The Red Sox, meanwhile, will send Jon Lester to the mound. Lester, who went 1-1 with a 3.38 ERA in four starts this spring, has won 15 or more games in each of the last three seasons and is coming off his best year yet. He went 19-9 with a 3.25 ERA and finished fourth in AL Cy Young voting last season. The only question mark on Lester’s resume is his poor record in April, something he’ll be looking to turn around this year. He’s 3-6 with a 4.76 ERA in 17 career April starts, making it by far his worst month. Last season, Lester went 0-2 with an 8.44 ERA in his first three starts before tossing 12 2/3 shutout innings over his final two starts of April.
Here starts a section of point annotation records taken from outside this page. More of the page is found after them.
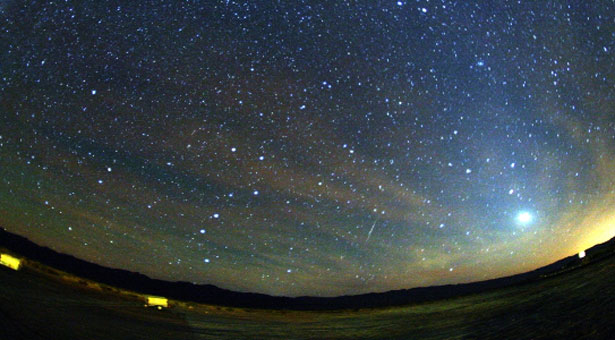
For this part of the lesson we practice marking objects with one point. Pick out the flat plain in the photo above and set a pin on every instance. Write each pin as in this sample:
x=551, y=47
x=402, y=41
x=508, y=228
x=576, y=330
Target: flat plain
x=39, y=303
If you were to make a list of teams Lester would be most likely to reverse that trend against, Texas would not be on it. Seven current Rangers are hitting .313 or better against Lester. Nelson Cruz leads the way with a .400 average in 10 plate appearances, while Michael Young isn’t far behind at .391 in 25 plate appearances.
Red Sox vs. C.J. Wilson
Marco Scutaro (17 career plate appearances): .125 BA/.176 OBP/.188 SLG, 1 walk, 4 strikeouts
Carl Crawford (16): .133/.188/.333, 1 HR, 4 RBI, 1 walk, 5 strikeouts
David Ortiz (10): .100/.100/.100, 1 RBI, 4 strikeouts
Kevin Youkilis (9): .286/.444/.286, 2 walks
J.D. Drew (8): .167/.365/.167, 2 walks, 1 strikeout
Darnell McDonald (8): .167/.365/.167, 2 walks, 2 strikeouts
Dustin Pedroia (5): .400/.400/.600, 1 RBI
Mike Cameron (3): .000/.000/.000, 2 strikeouts
Jarrod Saltalamacchia (3): .000/.333/.000, 1 walk
Jacoby Ellsbury (1): .000/.000/.000
Adrian Gonzalez (1): .000/.000/.000, 1 strikeout
Jason Varitek (1): .000/.000/.000
Jed Lowrie has not faced Wilson.
Rangers vs. Jon Lester
Michael Young (25): .391/.440/.609, 1 HR, 2 RBI, 2 walks, 3 strikeouts
Ian Kinsler (18): .125/.222/.313, 1 HR, 2 RBI, 2 walks, 3 strikeouts
Josh Hamilton (17): .313/.353/.500, 1 HR, 1 RBI, 1 walk, 2 strikeouts
Elvis Andrus (13): .333/.385/.417, 1 walk, 2 strikeouts
Adrian Beltre (12): .364/.417/.455, 3 RBI, 1 walk, 1 strikeout
Mike Napoli (12): .273/.333/.364, 1 walk, 3 strikeouts
Nelson Cruz (10): .400/.400/700, 1 RBI, 2 strikeouts
David Murphy (9): .222/.222/.333, 4 strikeouts
Andres Blanco (3): .333/.333/.333
Julio Borbon (3): .333/.333/.667, 2 strikeouts
Yorvit Torrealba (2): .000/.000/.000
Mitch Moreland has not faced Lester.